感情を露わにせず、入ってきたことも咎めたりはしていない、けど、雰囲気が語っている。まるで、鶴見さんを弾劾しているような、圧力をかけている感じが。
「やっぱりね……」
「小学生でも変わらないなあ……」
「小学生も中学生も高校生も変わらないわよ。等しく同じ人間なのだから」
人間みんな平等とはよく言ったものだよね。やっぱり天使は彩加だけなのかもしれない。
彩加マジ天使。
× × ×
カレーというものは、キャンプなどではオーソドックスに作られる料理。それを僕たちは作っていた。

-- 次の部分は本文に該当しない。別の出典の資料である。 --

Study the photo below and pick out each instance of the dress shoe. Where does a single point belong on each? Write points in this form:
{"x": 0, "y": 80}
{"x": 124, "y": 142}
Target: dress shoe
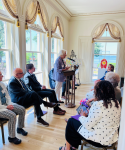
{"x": 14, "y": 140}
{"x": 58, "y": 112}
{"x": 51, "y": 105}
{"x": 21, "y": 131}
{"x": 42, "y": 122}
{"x": 61, "y": 110}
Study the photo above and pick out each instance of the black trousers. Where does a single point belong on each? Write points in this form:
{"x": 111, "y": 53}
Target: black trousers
{"x": 50, "y": 94}
{"x": 32, "y": 98}
{"x": 73, "y": 137}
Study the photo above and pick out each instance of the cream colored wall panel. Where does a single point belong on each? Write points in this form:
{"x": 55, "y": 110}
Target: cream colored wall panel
{"x": 85, "y": 55}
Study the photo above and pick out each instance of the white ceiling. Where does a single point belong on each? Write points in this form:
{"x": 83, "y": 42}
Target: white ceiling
{"x": 94, "y": 6}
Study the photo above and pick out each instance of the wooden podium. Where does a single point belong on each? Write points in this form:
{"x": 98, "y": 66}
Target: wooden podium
{"x": 70, "y": 99}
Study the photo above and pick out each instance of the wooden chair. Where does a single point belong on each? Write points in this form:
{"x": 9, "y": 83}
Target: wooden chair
{"x": 104, "y": 148}
{"x": 2, "y": 122}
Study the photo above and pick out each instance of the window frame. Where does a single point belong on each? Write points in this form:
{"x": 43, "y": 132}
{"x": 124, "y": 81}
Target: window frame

僕は、炭をおこし、火の管理。これがまた難しいものだ。
「暑い」
火の近くは暑いなあ。夏だし余計に暑い。
手の甲で額の汗を拭いながら、うちわを扇ぐ。
一心不乱に扇ぎ続けていると、小学生から声をかけられる。
「おねーさん可愛いね」
「え、色白ーい。おねーさんってシャンプーなに使ってるの?」
…………僕はおねーさんじゃないんだけどな。
「僕はおねーさんじゃないよ」
「え、おねーさんだろー」
「違う違う。僕はお兄さん。男の子だからさ」
「えーっ!男の子には見えないぜ!」
「そうだよぉ!おねーさんは女の子じゃん!」
…………泣いていい?
僕って男の子に見えないの?信じてもらえないの?なにそれ超悲しい。
はあ……。
僕は悲しみながら、また炭をうちわで扇ぐ。
「……………………」
「おねーさん?」
「……………………」
ごめんなさい僕の心が傷つきました。豆腐メンタルの僕。茹でて食べると美味い。
一心不乱に扇ぎ続ける。もういい。僕男の子なのに。男の子なのにいいいいい!!
僕が扇いでいると、葉山くん?が声をかけてきた。
「大丈夫?えーっと」
「………綾瀬 美織」
「綾瀬さん大丈夫?代わろうかい?」
「大丈夫。てか綾瀬さんじゃないし」
「そっか。辛くなったら俺に声かけてよ。代わるからさ」
「わかった」
葉山くんは去っていった。
やっぱりイケメンはすることが違うんだなあ。そう思いつつ、無我夢中に扇いでいた。